Sin responder, ella se mantuvo viéndolo unos instantes antes de lanzarse a sus brazos para estrecharlo con fuerza. En serio, ¿estaba bromeando?
—Gracias, gracias, gracias, gracias, ¡gracias! Prometo que jamás me lo quitaré, Minki. Nunca, jamás en la vida —prometió, sin borrar la dulce sonrisa de sus labios, que no era opacada por las cristalinas lágrimas que se derramaban por su mejilla.
Una delicada cadenilla unida a un medallón con una M grabado en él; ese había sido el regalo por su cumpleaños número doce. Sonrió aún más al momento que el pelinegro tomó la gargantilla para ponérsela. ¿Una M?, pensó, sabiendo que podría representar la inicial del nombre del mayor. En realidad, Minki la había elegido estratégicamente cuando fue acompañado por su madre a la joyería. Había muchos bonitos diseños y miles de cadenas que combinaban a la perfección con su propio accesorio, pero él no pudo evitar enamorarse de una en particular, que tenía como dije un medallón con un curioso diseño. Por el frente era muy parecido a un reloj de bolsillo, de esos que traían hermosos tallados, agradables y atrayentes a la vista; y por el reverso, un espacio liso para que pudiera grabar lo que quisiera.
«Una M será perfecta» fue lo que pensó en ese preciso momento, ganándose burlas de su madre, haciéndolo sonrojar hasta las orejas.
«Su segundo nombre es Mei, mamá» se excusó en aquel momento para escapar del bombardeo de preguntas de su progenitora, pero, ahora, tanto él como su amiga, sabían que ese collar traía un significado especial oculto. Podían parecer demasiado jóvenes e inexpertos para descubrir todos los misterios de la vida. En este momento, el amor era uno de ellos; a pesar de que fueran consientes de ese cálido cosquilleo en sus pechos que se producía con solo poder ver los ojos del contrario. Para los demás, no era ningún misterio que estos niños se habían enamorado por primera vez; su primer amor, puro e inocente.
Esa misma noche, luego de que la luna se hubo perdido entre las nubes, los padres de la niña fueron a despertarla a las tres de la madrugada.

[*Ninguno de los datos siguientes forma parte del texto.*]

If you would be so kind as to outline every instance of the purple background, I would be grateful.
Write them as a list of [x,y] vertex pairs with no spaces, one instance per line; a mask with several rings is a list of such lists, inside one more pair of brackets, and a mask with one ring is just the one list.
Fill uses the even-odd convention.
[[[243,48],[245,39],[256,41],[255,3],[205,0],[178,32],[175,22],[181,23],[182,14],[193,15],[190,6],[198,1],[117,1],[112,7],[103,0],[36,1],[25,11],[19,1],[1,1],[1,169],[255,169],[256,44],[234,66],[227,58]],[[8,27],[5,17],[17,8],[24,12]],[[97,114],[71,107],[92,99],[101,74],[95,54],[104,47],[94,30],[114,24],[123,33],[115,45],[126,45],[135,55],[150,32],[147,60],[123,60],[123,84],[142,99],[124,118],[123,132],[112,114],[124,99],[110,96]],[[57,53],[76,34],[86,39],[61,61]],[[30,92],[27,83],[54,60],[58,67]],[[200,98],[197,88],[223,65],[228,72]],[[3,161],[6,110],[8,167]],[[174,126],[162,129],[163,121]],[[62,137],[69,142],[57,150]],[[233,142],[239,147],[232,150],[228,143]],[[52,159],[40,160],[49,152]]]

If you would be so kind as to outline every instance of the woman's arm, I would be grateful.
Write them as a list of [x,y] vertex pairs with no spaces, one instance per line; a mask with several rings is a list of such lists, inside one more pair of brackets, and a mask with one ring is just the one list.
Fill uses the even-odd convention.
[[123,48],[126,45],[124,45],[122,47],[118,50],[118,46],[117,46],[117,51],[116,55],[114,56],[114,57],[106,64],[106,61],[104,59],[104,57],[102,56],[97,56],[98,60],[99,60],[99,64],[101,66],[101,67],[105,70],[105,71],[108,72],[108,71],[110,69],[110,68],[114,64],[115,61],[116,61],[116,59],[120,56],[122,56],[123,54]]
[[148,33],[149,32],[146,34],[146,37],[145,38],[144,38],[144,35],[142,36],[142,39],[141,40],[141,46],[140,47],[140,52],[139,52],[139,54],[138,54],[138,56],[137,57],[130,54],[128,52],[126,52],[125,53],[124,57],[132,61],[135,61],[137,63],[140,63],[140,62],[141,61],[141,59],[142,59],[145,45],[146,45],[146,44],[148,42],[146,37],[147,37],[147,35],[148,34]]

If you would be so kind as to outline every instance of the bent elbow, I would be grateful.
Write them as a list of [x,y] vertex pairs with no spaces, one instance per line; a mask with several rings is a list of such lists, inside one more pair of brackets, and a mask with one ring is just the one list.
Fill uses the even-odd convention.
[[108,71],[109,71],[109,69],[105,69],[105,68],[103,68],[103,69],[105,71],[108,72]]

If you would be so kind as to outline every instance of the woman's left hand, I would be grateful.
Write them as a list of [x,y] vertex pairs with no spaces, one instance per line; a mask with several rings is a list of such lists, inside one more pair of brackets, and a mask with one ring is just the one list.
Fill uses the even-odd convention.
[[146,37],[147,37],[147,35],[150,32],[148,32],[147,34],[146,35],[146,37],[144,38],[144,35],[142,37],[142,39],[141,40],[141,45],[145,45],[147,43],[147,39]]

—¡_____, tesoro, apúrate que nos tenemos que ir! —dijo su padre en un agitado susurro, sacudiéndola levemente por los hombros para que despertara por completo mientras su madre se encargaba de meter toda su ropa en las maletas, sin importarle como se amoldaran.
—¿Que? Pero... no. No quiero irme —protestó, aún algo somnolienta, hasta que las palabras de su padre al fin lograron ser procesadas por su cerebro —. No... papá, no —suplicó, sintiendo sus ojos picar.
—Tesoro, lo siento, pero ya terminamos nuestro trabajo. No tenemos nada más que hacer aquí. El jet del clan arribará por nosotros en una hora —dijo su madre tratando de tranquilizarla. Sabía que esto sería difícil para ella y por ese motivo era que no quería que se relacionara con nadie. Lo peor para una madre era ver a su hija sufrir, conocía sus sentimientos a pesar de que ni siquiera la menor era consciente de ello. Sin embargo, su esposo no arriesgaría la vida de su familia por un vago sentimiento.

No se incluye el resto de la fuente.